Now the cast that has been assembled to bring this lively and vibrant tale to life all manage to do truly phenomenal work, both in the singing and acting departments. This starts with Catherine Zeta-Jones who is both fiery and sensual in the role of Velma Kelly especially when it comes to the opening number in the film of All That Jazz. We also get terrific work from Renee Zellweger who not only is wonderful in her musical numbers, but also brings a delightful innocence to Roxie that, as the story goes on, transforms into a wonderful sense of cynicism as she sees more and more about how the world around her really is.

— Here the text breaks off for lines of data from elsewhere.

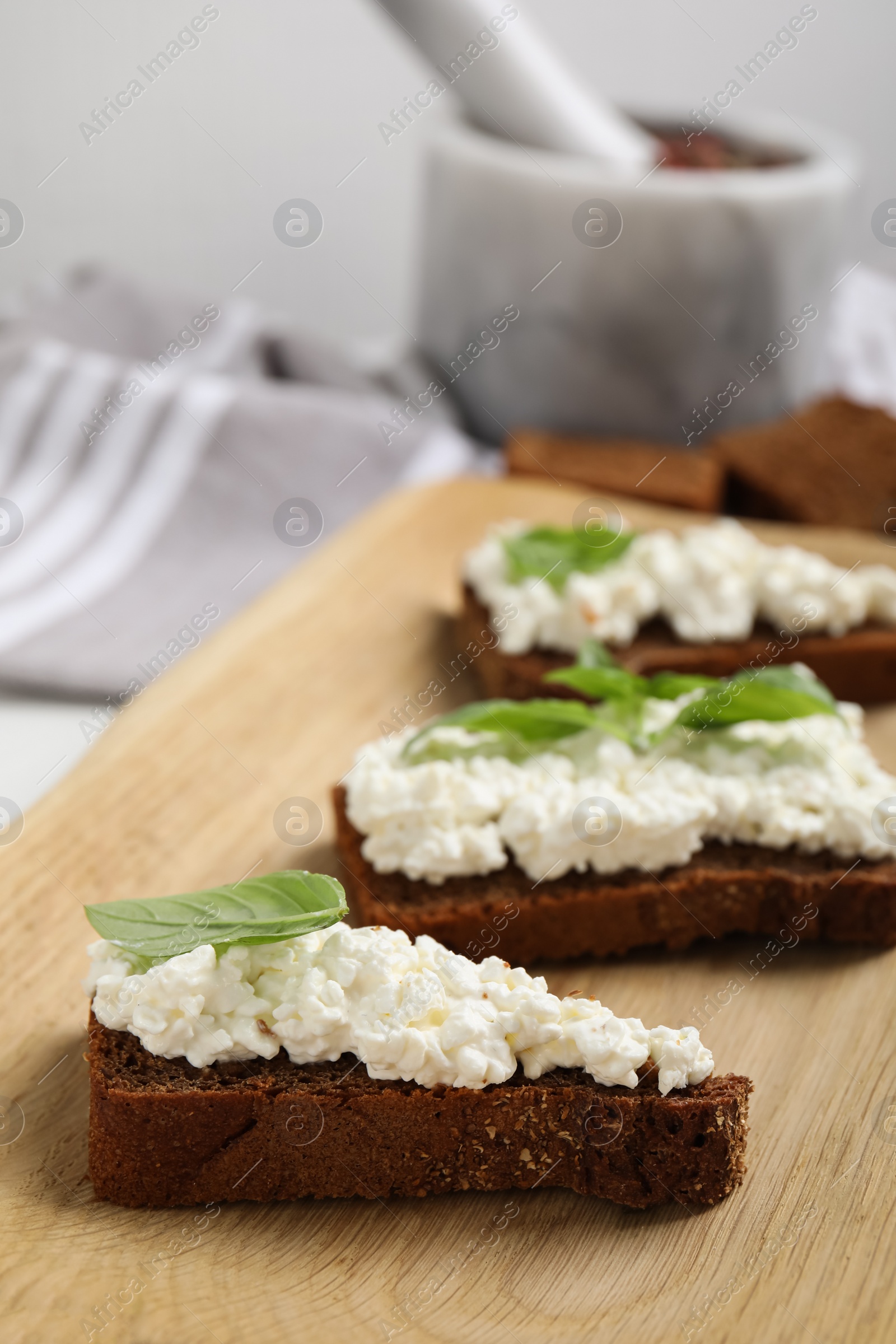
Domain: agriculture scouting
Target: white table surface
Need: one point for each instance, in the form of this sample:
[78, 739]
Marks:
[39, 743]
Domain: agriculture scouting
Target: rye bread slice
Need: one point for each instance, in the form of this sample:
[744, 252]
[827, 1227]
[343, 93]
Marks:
[832, 463]
[164, 1133]
[859, 666]
[722, 890]
[684, 478]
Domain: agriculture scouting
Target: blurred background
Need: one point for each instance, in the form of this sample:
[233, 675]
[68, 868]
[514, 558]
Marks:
[176, 197]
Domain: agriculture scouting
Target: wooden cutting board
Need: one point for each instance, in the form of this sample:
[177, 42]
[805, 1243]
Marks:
[180, 795]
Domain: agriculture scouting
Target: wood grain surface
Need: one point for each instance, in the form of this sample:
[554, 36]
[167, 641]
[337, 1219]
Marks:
[180, 794]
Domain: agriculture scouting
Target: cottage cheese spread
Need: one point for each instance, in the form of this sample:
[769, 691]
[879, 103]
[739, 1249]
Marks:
[809, 783]
[710, 584]
[408, 1010]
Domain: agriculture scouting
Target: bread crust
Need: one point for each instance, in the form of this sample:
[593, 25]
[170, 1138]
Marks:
[722, 890]
[164, 1133]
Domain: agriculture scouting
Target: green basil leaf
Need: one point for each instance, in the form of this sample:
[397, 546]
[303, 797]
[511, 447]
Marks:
[514, 727]
[257, 911]
[773, 696]
[555, 553]
[601, 683]
[594, 654]
[669, 686]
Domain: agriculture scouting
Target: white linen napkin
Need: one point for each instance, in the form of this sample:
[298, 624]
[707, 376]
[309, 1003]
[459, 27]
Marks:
[144, 458]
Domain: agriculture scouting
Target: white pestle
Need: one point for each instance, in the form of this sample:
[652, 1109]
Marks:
[517, 86]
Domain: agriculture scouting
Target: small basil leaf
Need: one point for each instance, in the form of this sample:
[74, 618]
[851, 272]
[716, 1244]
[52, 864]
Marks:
[601, 683]
[594, 654]
[257, 911]
[797, 676]
[759, 697]
[514, 726]
[669, 686]
[555, 553]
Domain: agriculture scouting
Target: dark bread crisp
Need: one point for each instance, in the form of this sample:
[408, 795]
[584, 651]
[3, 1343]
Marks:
[660, 472]
[829, 464]
[164, 1133]
[859, 666]
[722, 890]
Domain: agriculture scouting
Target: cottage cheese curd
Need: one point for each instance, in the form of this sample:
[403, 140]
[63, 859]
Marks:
[711, 582]
[809, 783]
[408, 1010]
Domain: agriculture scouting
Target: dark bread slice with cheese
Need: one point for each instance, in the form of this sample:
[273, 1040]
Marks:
[859, 666]
[723, 889]
[164, 1133]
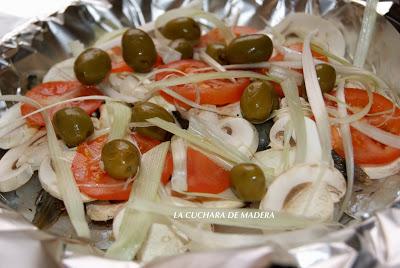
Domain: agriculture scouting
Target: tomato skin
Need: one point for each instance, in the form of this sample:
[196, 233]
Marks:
[52, 92]
[216, 91]
[366, 150]
[205, 176]
[86, 169]
[215, 36]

Rounding out the main trio of performances in this is Richard Gere as defense lawyer extraordinaire Billy Flynn and not only is he brilliant in Flynn’s musical numbers, but in terms of just character development, I feel that Gere was perfectly cast as the silver-tongued shuckster who truly is, despite what he may say to the contrary, a charismatic scoundrel whose primary talent and subsequent danger to any prosecutor going up against him is his distinct gift for being so darn charming and Gere nails this role through and through. Yet even in the co-starring roles we get surprisingly great performances, both acting and vocal-wise from Queen Latifah as the motherly matron warden of the women’s prison where both Velma and Roxie are being held, John C. Reilly as Roxie’s hen pecked husband Amos, and Taye Diggs as the bandleader in the fantasy world even though he doesn’t get the opportunity to show off his vocal abilities, a shame really since he was part of the stage musical Rent, yet nevertheless is still able to work quite well with the material that the film provides him with.

All in all and truth be told Chicago, even though it does give audiences a wonderful chance to hear some terrific musical numbers and enjoy a cast of well-drawn and quite acerbically humorous characters, is most certainly more than just a treat for the eyes. Indeed this a musical which possesses a look at how some of the “best” read: cynical criminal defense lawyers are able to manipulate the criminal justice system in the United States by using our own celebrity-obsessed society against us is most certainly just as relevant as it was when the musical was first written and performed. Yet I can promise you that if there is any lecturing that is done in this story then it is most assuredly done herein with both a wink and nudge….and maybe the briefest flash of a flirtatious smile as well. Thus I think it really is safe to say that Chicago, with the help of an amazing director and a wonderful cast and crew, really truly at the end of the day really is…all that jazz. On a scale of 1-5 I give Chicago “02” a solid 4 out of 5.